Moment,"er"? Ja er. Und er war genau das was man sich unter einem er vorstellt, der in einem Fitnessstudio ein- und ausgeht. Ein Berg von einem Kerl. Mein Jugendfreund Stapfi hätte bezüglich dieser beeindruckenden Arme gesagt "das hätten wohl mal Beinchen werden sollen". Unfassbar. Und dieser Typ nahm sich dann meiner an. Oder nahm sich mich vor, das trifft es wohl besser.
Niedergeschlagen und etwas ängstlich folgte ich Arnold (in Wirklichkeit heißt er Lars) durch das Studio, ließ mir die Übungen zeigen, die ich in den kommenden sechs Wochen zwei mal wöchentlich durchziehen sollte und erkannte, dass mein Ziel, die Sache zu überleben wohl weniger ein Scherz als eine Notwenigkeit sein würde. Die Frage nach dem Bereich, in dem mein Schatz trainierte, wurde mit einer gewissen Abfälligkeit in der Stimme beantwortet. Das sei nur was für Frauen. Ich hatte aber wenig Hoffnung, dass es helfen würde, meine feminine Seite hervorzuheben und beschränkte mich darauf wimmernd darum zu flehen, er möge doch die Tatsache berücksichtigen, dass ich seit Jahren nichts mehr gemacht hatte. Das habe er doch bei der Wahl der Gewichte schon getan. Und schließlich gehöre der Schmerz ja auch irgendwie dazu, oder?

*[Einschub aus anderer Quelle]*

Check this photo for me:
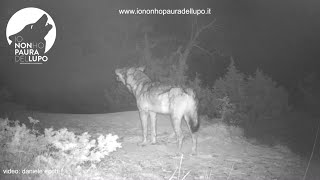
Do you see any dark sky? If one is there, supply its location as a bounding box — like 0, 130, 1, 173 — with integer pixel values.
0, 0, 320, 112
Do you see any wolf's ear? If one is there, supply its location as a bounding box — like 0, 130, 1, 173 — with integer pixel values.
137, 66, 146, 72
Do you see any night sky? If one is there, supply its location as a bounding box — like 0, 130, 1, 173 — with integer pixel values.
0, 0, 320, 113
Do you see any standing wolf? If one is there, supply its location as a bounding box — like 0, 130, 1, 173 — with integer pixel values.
115, 67, 199, 154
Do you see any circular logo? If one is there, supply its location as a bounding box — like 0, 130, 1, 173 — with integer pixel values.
6, 7, 56, 53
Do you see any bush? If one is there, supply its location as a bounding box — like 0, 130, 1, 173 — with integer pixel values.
0, 118, 121, 179
188, 74, 223, 119
246, 69, 288, 123
213, 60, 288, 128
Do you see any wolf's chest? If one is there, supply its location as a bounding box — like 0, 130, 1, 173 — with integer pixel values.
137, 96, 170, 114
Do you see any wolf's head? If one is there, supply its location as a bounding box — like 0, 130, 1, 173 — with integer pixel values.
115, 66, 149, 92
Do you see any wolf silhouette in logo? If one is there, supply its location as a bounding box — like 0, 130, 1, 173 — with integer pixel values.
9, 14, 52, 55
115, 67, 199, 154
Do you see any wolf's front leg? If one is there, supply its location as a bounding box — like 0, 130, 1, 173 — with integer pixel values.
139, 111, 148, 146
149, 112, 157, 144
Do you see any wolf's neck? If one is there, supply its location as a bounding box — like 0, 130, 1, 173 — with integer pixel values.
130, 76, 151, 98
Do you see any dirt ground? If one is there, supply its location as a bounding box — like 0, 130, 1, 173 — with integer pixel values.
15, 111, 319, 180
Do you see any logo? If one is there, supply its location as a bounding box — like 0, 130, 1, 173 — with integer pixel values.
6, 7, 56, 64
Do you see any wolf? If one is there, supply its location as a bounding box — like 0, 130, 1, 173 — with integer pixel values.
115, 67, 200, 154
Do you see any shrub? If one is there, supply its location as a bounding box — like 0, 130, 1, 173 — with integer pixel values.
188, 74, 223, 118
246, 69, 288, 123
213, 59, 247, 125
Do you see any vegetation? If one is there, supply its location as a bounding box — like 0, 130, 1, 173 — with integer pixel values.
0, 117, 121, 179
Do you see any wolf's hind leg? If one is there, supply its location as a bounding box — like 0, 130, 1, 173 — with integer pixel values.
139, 111, 148, 146
171, 116, 183, 152
149, 112, 157, 144
184, 115, 198, 155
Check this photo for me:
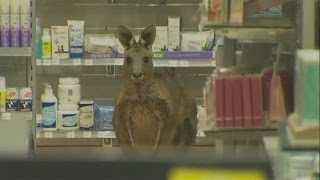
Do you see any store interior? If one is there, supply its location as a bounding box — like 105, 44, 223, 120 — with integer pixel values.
0, 0, 320, 180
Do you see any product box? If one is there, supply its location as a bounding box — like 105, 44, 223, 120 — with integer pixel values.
51, 26, 69, 59
168, 16, 181, 51
152, 26, 168, 52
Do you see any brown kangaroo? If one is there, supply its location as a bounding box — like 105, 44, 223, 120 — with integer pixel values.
113, 26, 198, 149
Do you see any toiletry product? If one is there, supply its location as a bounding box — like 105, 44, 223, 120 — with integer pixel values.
19, 87, 32, 112
168, 17, 180, 51
41, 84, 57, 131
41, 28, 52, 59
68, 20, 84, 58
94, 104, 114, 131
20, 0, 30, 47
6, 88, 19, 111
0, 0, 10, 47
58, 77, 80, 104
51, 26, 69, 59
0, 76, 7, 112
79, 100, 94, 130
58, 104, 79, 131
10, 0, 20, 47
36, 18, 42, 59
152, 26, 168, 52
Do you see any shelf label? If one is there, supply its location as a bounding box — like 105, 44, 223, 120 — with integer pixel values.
44, 132, 53, 138
97, 131, 108, 138
180, 61, 189, 67
83, 131, 92, 138
169, 60, 178, 67
36, 59, 41, 66
72, 59, 81, 66
84, 59, 93, 66
67, 131, 75, 138
42, 59, 51, 66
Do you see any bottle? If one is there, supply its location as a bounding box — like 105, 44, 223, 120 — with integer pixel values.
41, 28, 52, 59
0, 76, 7, 112
20, 0, 30, 47
41, 84, 57, 131
0, 0, 10, 47
10, 0, 21, 47
36, 18, 42, 59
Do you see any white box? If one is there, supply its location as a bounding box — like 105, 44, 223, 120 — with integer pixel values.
51, 26, 69, 59
152, 26, 168, 52
168, 16, 181, 51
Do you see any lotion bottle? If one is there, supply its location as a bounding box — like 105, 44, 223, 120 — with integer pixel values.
41, 84, 58, 131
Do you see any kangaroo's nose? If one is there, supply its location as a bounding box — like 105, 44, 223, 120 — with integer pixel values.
132, 72, 142, 79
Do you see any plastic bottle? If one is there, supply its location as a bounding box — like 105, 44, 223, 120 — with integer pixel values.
0, 0, 10, 47
41, 28, 52, 59
10, 0, 21, 47
20, 0, 31, 47
36, 18, 42, 59
41, 84, 57, 131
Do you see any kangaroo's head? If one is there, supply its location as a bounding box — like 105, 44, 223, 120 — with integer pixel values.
117, 26, 156, 82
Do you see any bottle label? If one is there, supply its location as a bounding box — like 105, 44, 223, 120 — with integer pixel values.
42, 102, 57, 128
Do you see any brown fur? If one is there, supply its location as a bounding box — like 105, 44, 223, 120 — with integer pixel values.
113, 26, 198, 150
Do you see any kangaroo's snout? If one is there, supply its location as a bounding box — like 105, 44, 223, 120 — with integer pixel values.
132, 72, 143, 80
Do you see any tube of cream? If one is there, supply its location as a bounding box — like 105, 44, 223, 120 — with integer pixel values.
68, 20, 84, 58
0, 0, 10, 47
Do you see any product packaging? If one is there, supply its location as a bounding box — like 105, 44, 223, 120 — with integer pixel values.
95, 105, 114, 131
68, 20, 84, 58
20, 0, 31, 47
168, 17, 180, 51
10, 0, 21, 47
51, 26, 69, 59
6, 88, 19, 111
79, 100, 94, 130
0, 0, 10, 47
152, 26, 168, 52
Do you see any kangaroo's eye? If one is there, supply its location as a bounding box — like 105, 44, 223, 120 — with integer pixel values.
143, 57, 149, 64
126, 57, 132, 65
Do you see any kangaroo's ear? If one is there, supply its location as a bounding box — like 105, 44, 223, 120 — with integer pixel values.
117, 26, 136, 49
139, 25, 156, 49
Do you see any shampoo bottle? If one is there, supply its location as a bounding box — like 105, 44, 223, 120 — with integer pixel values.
41, 84, 57, 131
0, 0, 10, 47
20, 0, 31, 47
42, 28, 52, 59
10, 0, 21, 47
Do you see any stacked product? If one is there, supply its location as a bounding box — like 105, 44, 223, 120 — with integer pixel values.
0, 0, 31, 47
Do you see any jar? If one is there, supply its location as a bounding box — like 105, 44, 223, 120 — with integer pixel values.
58, 77, 80, 104
58, 104, 79, 130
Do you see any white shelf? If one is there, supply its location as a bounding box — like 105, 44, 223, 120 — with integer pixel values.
0, 47, 32, 57
36, 58, 216, 67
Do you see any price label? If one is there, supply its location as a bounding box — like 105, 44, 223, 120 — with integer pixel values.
67, 131, 75, 138
42, 59, 51, 66
114, 59, 123, 66
83, 131, 92, 138
97, 131, 108, 138
73, 59, 81, 66
44, 132, 53, 138
169, 61, 178, 67
36, 59, 41, 66
51, 59, 60, 65
84, 59, 93, 66
180, 61, 189, 67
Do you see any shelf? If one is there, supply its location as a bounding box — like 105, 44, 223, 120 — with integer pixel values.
0, 112, 32, 121
36, 58, 216, 67
0, 47, 32, 57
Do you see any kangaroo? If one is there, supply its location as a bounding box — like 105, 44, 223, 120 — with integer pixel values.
113, 26, 198, 150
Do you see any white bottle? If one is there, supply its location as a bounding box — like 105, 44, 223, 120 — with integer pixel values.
0, 0, 10, 47
10, 0, 21, 47
41, 84, 57, 131
41, 28, 52, 59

Ja und so sitze ich nun hier, am Tag 1 nach meiner ersten Trainingseinheit und kann mich kaum mehr bewegen. Die Schmerzen gehören dazu, das kann ich uneingeschränkt bestätigen. Und wenngleich sie sich bei der Arbeit am Computer in überschaubaren Grenzen halten, so werde ich doch jedes mal unmissverständlich an sie erinnert, wenn ich mich von meinem Stuhl erhebe, um einen Ordner aus dem Schrank zu holen. Meine Kollegen wundern sich schon, dass ich so viele Ordner auf dem Tisch habe. Mir ist noch keine clevere Ausrede eingefallen. Dass mir jeder Muskel im Oberkörper und in den Armen so weh tut, dass ich es nicht mehr schaffe die Ordner in eines der oberen Fächer zu wuchten, werde ich aber sicher niemandem erzählen.